Un mito referido por Miguel León Portilla en Toltecáyotl ilustra la analogía entre los reflejos y la procreación. “Una mañana lanzó el sol una flecha desde el cielo. Fue a dar a la casa de los espejos y del hueco que abrió en la roca nacieron un hombre y una mujer. Ambos eran incompletos, sólo del tórax hacia arriba. Iban y venían por los campos saltando cual los gorriones. Unidos en un beso estrecho engendraron a un hijo que fue la raíz de los hombres”. En la casa de los espejos se encontraba, pues, la semilla de la cual nació el género humano, cuando las imágenes liberadas por el flechazo se hicieron carne. Aquella casa era una especie de matriz en donde se almacenaban las semillas de nuestra especie, condenadas a mirarse unas a las otras sin entrar en contacto, hasta que el ardiente flechazo les infundió vida. Tonatiuh no necesitó ensuciarse las manos de barro, como en el Génesis, para engendrar a la humanidad: sólo tuvo que sacar de su encierro a los reflejos ensimismados.

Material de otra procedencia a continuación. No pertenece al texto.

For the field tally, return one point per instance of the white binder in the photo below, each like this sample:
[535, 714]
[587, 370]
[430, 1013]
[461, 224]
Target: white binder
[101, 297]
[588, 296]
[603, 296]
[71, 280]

Los mexicas conocían dos tipos de espejos: los de obsidiana y los de pirita, una piedra blanca que los lapidarios bruñían hasta dejarla plateada. Y como esa fuente de vida determinaba el destino humano, el nombre de Tezcatlipoca, el aguafiestas alevoso y traicionero que podía causar la ruina de cualquier hombre, fuera o no un devoto feligrés, significa Espejo Humeante, o más literalmente “El humo del espejo”. Su nombre parece aludir a los espejos de obsidiana, pero los claros reflejos de esas superficies oscuras, pulidas con una perfección que ha resistido el paso del tiempo en los museos donde todavía se conservan, invalidan la analogía. Tezcatlipoca ahumaba el espejo de la creación al determinar que una persona cayera en desgracia. Nublar ese reflejo, aunque fuera por un momento, podía ocasionar desastres personales o colectivos, como si al perder de vista a sus criaturas, el espejo las condenara a la más terrible orfandad. Cuando los chichimecas caminaban en fila india en sus largas peregrinaciones, cuenta Sahagún, “traían espejos consigo, colgados a sus espaldas, donde se iba mirando el que iba detrás”. Se trataba, pues de un amuleto para quedar a salvo de los peligros en lugares donde acechaban las fieras. No había el menor asomo de narcisismo en esa permanente contemplación, sólo un apego mágico al espectador del que dependía la propia supervivencia.
Los espejos también hablaban. Las tribus nahuatlacas que salieron de Aztlán en busca de la tierra prometida tuvieron distintos guías en su larga peregrinación. El de los acolhuas era un espejo parlante, como el de la maléfica bruja de Blancanieves. Tezcatlipoca les hablaba desde su interior, cuenta Guilheme Olivier, y una vez llegados a Texcoco enmudeció: supieron así que habían llegado a su destino (véase Tezcatlipoca: burlas y metamorfosis de un dios azteca). El culto a los espejos ha prevalecido hasta nuestros días, como puede constatarlo quien visite la iglesia de San Juan Chamula. No fue, pues, una inocentada que los embajadores enviados por Moctezuma a recibir a los españoles hayan estado dispuestos a intercambiar oro por espejitos de azogue. Cortés no pudo haber escogido un mejor regalo para convencer al tlatoani de su estirpe divina.